To monitor your ECS containers and tasks, deploy the Datadog Agent as a container once on each EC2 instance in your ECS cluster. You can do this by creating a task definition for the Datadog Agent container and deploying it as a daemon service. Each Datadog Agent container then monitors the other containers on its respective EC2 instance.

The following instructions assume that you have configured an EC2 cluster. See the Amazon ECS documentation for creating a cluster.

  1. Create and add an ECS task definition
  2. Schedule the Datadog Agent as a daemon service
  3. (Optional) Set up additional Datadog Agent features

Note: Datadog’s Autodiscovery can be used in conjunction with ECS and Docker to automatically discover and monitor running tasks in your environment.

Create an ECS task definition

This ECS task definition launches the Datadog Agent container with the necessary configurations. When you need to modify the Agent configuration, update this task definition and redeploy the daemon service. You can configure this task definition by using the AWS Management Console, or with the AWS CLI.

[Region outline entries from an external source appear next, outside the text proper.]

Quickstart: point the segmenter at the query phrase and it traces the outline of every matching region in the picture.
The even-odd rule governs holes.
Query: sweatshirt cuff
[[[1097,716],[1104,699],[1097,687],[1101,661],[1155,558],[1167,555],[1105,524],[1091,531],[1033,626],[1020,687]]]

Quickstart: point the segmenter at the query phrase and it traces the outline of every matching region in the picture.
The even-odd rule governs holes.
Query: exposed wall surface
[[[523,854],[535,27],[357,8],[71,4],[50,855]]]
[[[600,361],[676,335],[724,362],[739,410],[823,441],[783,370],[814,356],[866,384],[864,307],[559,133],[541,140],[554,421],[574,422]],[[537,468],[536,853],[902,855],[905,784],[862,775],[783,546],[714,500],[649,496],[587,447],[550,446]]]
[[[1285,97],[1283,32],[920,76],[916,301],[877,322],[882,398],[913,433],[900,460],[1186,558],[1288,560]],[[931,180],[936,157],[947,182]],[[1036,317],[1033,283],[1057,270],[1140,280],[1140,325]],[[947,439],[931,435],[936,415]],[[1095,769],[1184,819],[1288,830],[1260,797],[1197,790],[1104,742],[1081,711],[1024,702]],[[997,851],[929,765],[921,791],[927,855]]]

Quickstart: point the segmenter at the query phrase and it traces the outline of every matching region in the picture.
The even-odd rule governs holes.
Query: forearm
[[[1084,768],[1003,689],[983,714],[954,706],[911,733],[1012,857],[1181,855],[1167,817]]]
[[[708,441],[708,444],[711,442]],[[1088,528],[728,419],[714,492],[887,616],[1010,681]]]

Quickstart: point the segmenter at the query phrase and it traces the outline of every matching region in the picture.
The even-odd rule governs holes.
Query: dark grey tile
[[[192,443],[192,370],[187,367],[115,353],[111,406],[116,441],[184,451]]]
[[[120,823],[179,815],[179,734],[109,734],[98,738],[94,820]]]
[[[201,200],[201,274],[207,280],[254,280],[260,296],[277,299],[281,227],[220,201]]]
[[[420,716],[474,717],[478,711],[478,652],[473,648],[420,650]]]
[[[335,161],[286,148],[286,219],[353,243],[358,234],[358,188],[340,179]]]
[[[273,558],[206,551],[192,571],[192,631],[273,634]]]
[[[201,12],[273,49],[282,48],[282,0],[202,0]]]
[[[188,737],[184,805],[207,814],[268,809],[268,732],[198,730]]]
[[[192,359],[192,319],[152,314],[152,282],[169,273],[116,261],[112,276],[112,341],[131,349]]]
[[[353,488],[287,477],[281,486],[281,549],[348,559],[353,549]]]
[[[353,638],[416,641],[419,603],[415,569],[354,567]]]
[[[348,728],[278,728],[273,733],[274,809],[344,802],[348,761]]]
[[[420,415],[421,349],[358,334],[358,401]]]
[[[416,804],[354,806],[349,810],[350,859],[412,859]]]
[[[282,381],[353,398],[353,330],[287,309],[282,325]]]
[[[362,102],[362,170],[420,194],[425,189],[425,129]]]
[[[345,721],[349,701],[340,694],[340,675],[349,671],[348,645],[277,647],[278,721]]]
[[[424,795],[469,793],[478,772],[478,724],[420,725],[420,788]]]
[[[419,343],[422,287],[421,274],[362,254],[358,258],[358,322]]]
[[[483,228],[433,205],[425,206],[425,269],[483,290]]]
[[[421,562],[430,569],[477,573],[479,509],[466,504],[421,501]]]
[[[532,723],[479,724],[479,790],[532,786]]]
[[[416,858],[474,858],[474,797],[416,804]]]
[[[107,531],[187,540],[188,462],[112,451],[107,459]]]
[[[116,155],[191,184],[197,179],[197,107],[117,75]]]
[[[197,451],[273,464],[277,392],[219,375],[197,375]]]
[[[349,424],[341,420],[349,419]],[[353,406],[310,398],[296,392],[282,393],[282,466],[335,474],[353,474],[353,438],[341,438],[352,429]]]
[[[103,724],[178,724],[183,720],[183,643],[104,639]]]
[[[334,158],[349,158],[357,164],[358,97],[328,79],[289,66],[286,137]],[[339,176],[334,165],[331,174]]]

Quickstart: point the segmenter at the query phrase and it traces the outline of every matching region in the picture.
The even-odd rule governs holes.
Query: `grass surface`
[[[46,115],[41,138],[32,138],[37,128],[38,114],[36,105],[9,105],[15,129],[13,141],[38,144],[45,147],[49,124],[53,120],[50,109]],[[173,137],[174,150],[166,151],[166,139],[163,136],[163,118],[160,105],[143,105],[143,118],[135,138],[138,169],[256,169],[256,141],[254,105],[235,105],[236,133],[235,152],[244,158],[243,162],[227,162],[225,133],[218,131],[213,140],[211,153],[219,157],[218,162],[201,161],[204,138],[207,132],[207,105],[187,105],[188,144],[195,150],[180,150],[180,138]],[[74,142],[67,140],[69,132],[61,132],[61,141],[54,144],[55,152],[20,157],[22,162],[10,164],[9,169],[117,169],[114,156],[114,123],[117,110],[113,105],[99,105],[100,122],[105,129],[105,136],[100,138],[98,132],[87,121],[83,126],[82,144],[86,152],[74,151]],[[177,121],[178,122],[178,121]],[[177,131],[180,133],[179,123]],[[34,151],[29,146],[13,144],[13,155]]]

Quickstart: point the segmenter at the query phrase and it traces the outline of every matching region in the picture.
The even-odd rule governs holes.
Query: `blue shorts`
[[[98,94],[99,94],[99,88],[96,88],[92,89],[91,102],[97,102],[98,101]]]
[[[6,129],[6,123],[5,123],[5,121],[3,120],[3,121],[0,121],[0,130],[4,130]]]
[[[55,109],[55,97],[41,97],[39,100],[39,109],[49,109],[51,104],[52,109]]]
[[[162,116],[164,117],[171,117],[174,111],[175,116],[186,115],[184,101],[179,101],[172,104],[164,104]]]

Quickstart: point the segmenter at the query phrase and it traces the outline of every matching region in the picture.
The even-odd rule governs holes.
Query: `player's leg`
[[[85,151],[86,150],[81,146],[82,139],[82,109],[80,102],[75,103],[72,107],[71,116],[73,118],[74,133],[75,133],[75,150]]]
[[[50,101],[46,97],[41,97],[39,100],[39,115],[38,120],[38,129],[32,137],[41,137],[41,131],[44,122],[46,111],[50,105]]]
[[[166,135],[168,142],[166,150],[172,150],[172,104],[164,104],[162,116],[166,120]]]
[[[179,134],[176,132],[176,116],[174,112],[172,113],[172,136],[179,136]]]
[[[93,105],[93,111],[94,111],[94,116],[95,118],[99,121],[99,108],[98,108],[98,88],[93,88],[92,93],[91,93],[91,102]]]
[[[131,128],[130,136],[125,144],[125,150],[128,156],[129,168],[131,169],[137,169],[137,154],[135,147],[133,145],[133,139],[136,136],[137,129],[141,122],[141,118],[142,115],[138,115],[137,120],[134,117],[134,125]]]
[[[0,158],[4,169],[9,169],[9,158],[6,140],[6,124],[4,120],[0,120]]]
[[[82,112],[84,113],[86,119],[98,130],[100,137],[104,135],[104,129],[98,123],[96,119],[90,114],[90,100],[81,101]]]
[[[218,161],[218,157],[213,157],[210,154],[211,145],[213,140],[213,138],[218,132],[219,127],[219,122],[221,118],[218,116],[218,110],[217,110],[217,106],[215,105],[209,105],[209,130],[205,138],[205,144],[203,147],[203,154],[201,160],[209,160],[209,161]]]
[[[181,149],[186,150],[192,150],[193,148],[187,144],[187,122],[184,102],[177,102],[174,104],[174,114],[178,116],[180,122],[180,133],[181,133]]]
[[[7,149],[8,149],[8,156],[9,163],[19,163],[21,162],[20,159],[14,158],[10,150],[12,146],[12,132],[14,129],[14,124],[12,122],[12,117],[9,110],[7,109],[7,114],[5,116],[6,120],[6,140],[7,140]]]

The following sample is a minimal configuration for core infrastructure monitoring. However, additional Task Definition samples with various features enabled are provided in the Setup additional Agent features section if you want to use those instead.

Create and manage the task definition file

  1. For Linux containers, download datadog-agent-ecs.json.

    These files provide minimal configuration for core infrastructure monitoring. For more sample task definition files with various features enabled, see the Set up additional Agent features section on this page.
  2. Edit your base task definition file

    • Set the DD_API_KEY environment variable by replacing <YOUR_DATADOG_API_KEY> with the Datadog API key for your account. Alternatively, you can also supply the ARN of a secret stored in AWS Secrets Manager.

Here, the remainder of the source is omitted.